L’ordonnance du 10 février 2016 est, manifestement, venue consacrer la jurisprudence Bordas en insérant dans le Code civil un article 1143 qui prévoit que « il y a également violence lorsqu’une partie, abusant de l’état de dépendance dans lequel se trouve son cocontractant, obtient de lui un engagement qu’il n’aurait pas souscrit en l’absence d’une telle contrainte et en tire un avantage manifestement excessif. »

Il ressort de cette disposition que trois conditions cumulatives doivent être réunies pour que l’abus de l’état de dépendance soit caractérisé :

  • Une situation de dépendance
    • Le texte ne précisant pas de quel type de dépendance il doit s’agir, on peut en déduire qu’il ne vise pas seulement l’état de dépendance économique.
    • Est-ce à dire que l’état de dépendance affective serait également visé ?
    • Rien ne permet d’exclure, en l’état du droit positif, cette éventualité.

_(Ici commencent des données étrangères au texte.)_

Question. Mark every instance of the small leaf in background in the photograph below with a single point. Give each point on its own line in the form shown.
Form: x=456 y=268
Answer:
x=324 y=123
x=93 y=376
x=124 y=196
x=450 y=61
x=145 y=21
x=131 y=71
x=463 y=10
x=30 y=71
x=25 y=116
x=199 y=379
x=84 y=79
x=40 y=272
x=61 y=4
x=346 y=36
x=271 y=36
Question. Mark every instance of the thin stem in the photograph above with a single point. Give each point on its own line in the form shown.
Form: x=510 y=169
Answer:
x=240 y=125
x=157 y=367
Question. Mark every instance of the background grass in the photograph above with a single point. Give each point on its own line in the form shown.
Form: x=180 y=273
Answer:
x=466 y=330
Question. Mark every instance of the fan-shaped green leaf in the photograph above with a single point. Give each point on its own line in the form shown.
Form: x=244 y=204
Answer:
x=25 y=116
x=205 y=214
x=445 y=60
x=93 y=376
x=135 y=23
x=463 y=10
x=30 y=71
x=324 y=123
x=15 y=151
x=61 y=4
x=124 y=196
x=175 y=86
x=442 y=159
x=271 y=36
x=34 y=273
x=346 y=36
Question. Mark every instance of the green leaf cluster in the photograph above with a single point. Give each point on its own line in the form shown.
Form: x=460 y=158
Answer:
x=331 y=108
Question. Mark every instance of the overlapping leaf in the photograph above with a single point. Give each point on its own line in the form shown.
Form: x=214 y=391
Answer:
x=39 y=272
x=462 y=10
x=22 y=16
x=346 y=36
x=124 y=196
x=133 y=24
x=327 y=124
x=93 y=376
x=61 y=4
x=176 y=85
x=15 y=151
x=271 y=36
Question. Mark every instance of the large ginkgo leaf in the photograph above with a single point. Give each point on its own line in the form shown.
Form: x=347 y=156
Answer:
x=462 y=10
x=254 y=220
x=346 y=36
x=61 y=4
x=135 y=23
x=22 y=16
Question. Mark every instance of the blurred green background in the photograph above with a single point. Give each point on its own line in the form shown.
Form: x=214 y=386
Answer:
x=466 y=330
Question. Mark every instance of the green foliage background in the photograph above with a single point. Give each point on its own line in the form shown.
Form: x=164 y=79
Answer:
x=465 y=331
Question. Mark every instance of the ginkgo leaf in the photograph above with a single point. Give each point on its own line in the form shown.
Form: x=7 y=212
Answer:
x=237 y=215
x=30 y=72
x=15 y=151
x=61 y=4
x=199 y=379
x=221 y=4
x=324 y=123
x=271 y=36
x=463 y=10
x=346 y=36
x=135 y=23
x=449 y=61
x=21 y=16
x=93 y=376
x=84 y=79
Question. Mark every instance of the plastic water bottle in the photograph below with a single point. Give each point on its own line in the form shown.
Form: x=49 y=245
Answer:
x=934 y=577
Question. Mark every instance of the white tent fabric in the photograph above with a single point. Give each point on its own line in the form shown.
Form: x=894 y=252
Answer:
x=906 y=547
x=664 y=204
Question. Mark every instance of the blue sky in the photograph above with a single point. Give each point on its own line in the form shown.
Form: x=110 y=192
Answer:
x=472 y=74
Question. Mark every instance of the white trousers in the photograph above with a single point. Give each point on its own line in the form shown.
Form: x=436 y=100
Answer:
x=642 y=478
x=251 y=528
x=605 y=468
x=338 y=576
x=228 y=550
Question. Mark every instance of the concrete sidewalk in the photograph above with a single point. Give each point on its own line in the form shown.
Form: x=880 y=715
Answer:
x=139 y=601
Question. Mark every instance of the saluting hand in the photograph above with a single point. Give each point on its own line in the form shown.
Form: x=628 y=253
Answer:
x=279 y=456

  • Un abus de la situation de dépendance
    • Il ne suffit pas de démontrer qu’une partie au contrat se trouve dans un état de dépendance par rapport à une autre pour établir le vice de violence.
    • Encore faut-il que la partie en position de supériorité ait abusé de la situation.
    • Aussi, l’existence d’une situation de dépendance n’est pas propre à faire peser une présomption de violence.
  • L’octroi d’un avantage manifestement excessif
    • Pour que l’abus de dépendance soit caractérisé, cela suppose que l’auteur de la violence ait obtenu un avantage manifestement excessif que son cocontractant ne lui aurait jamais consenti s’il ne s’était pas retrouvé en situation de dépendance
    • Cette condition a, manifestement, été reprise de la jurisprudence de la Cour de cassation qui, dès l’arrêt Bordas, faisait de cette exigence un élément constitutif de la violence économique (V. notamment Cass. 3e civ. 22 mai 2012, n°11-16.826).